Bishop Blair: "The Universal Call to Holiness"
Bishop of Toledo Leonard Blair writes in the February 2009 issue of The Catholic Chronicle:
The universal call to holiness(emphasis added)
Written by Bishop Leonard P. Blair
Friday, 06 February 2009
... It is one thing to see the "universal call to holiness" depicted in marble. It is quite another to catch a glimpse of it in flesh and blood, as I did on Jan. 21. That evening I was present in the Basilica of the National Shrine for the annual Mass on the occasion of the "March for Life" in our nation’s capital. Several ,hundred members of our diocese, including many young adults, were participants with people from every part of our country.
This event is a living model of the "universal call to holiness" not because the Catholics of every age group, ethnicity and state of life who went to Washington are holier than other people (and in any case, only God knows the true state of any individual’s soul). Rather, what is striking is the public witness that is given to Christian holiness as a call to the "perfection of love" beyond the private sphere. It is a call that leads to "a more human manner of life ... in earthly society." It is a call to work and pray, to speak up and to stand up for our neighbor, both unborn and born, in keeping with the most fundamental truth from God about the dignity and rights of every human person.
For a very long time we Catholics in the United States were raised to keep our faith to ourselves in order to get ahead in a society marked by anti-Catholic bigotry. After the upheavals of the 1960s there was a short lull because it was thought that the church was ready to become "mainstream" by abandoning many of her teachings on faith and morals. Anti-Catholicism is now returning with a vengeance because the church remains steadfast regarding abortion, contraception, divorce, homosexual behavior, etc., not to mention other issues of social justice.
The drama of social change has been unfolding for a very long time.

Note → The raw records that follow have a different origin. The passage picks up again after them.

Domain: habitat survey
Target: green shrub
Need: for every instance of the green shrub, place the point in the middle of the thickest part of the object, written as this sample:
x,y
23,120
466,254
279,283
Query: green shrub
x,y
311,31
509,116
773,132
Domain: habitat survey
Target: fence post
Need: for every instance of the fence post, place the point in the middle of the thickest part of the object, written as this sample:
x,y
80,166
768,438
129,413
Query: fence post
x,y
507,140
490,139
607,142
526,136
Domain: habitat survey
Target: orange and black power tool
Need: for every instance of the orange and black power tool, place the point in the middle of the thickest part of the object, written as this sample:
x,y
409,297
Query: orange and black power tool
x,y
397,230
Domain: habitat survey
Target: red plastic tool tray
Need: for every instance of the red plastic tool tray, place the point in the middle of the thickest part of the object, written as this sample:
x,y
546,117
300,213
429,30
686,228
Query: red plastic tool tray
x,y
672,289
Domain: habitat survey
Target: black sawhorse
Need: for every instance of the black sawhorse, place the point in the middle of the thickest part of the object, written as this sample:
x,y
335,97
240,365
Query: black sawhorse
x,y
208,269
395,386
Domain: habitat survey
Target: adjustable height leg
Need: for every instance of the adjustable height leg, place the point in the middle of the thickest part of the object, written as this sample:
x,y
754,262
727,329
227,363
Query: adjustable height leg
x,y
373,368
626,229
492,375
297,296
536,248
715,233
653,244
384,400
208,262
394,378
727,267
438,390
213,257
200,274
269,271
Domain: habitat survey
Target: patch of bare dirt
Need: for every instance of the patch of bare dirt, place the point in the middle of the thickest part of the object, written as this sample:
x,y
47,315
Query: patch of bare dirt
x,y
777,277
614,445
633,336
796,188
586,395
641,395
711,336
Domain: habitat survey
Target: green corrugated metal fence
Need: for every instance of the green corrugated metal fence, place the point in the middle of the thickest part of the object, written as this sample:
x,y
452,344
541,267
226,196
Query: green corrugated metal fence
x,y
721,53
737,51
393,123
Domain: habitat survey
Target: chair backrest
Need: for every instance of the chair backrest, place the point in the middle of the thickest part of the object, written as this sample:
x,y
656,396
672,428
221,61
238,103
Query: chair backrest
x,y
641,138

Recently I read a highly acclaimed biography of President Theodore Roosevelt, in which the author offered the following description of Oliver Wendell Holmes Jr., President Roosevelt’s appointee to the U.S. Supreme Court in 1902, more than a century ago: "In his world," the author writes, "there was neither absolute good nor absolute evil — only shifting standards of positive and negative behavior, determined by the majority and subject to constant change. Morality was not defined by God; it was the code a given generation of men wanted to live by. Truth was ‘what I can’t help believing.’ Yesterday’s absolutes must give way to ‘the felt necessities of the time.’ " (Edmund Morris, "Theodore Rex," p. 130)
This worldview now reigns supreme. And there are many who argue that the call to holiness — including fundamental questions of justice based on right and wrong — has little or nothing to do with a Catholic’s daily life in the world. We should just mind our own business, they argue, and keep our beliefs on these matters to ourselves behind the closed doors of private devotion, personal virtue and religious exercises. Yet, when scoffers look back over 2,000 years to discredit the Christian faith, isn’t it precisely the historical failures of Christians both to denounce and renounce public injustices and evils in society that bolster the false claim that Christianity is either a failure or a fraud? ...
[Read the whole thing]
© Copyright 2002 - 2009 Catholic Chronicle
The Official Newspaper of the Catholic Diocese of Toledo
God bless my Bishop. I'm glad to have had the opportunity to tell Bishop Blair last week how much I enjoy and appreciate his monthly column in The Chronicle.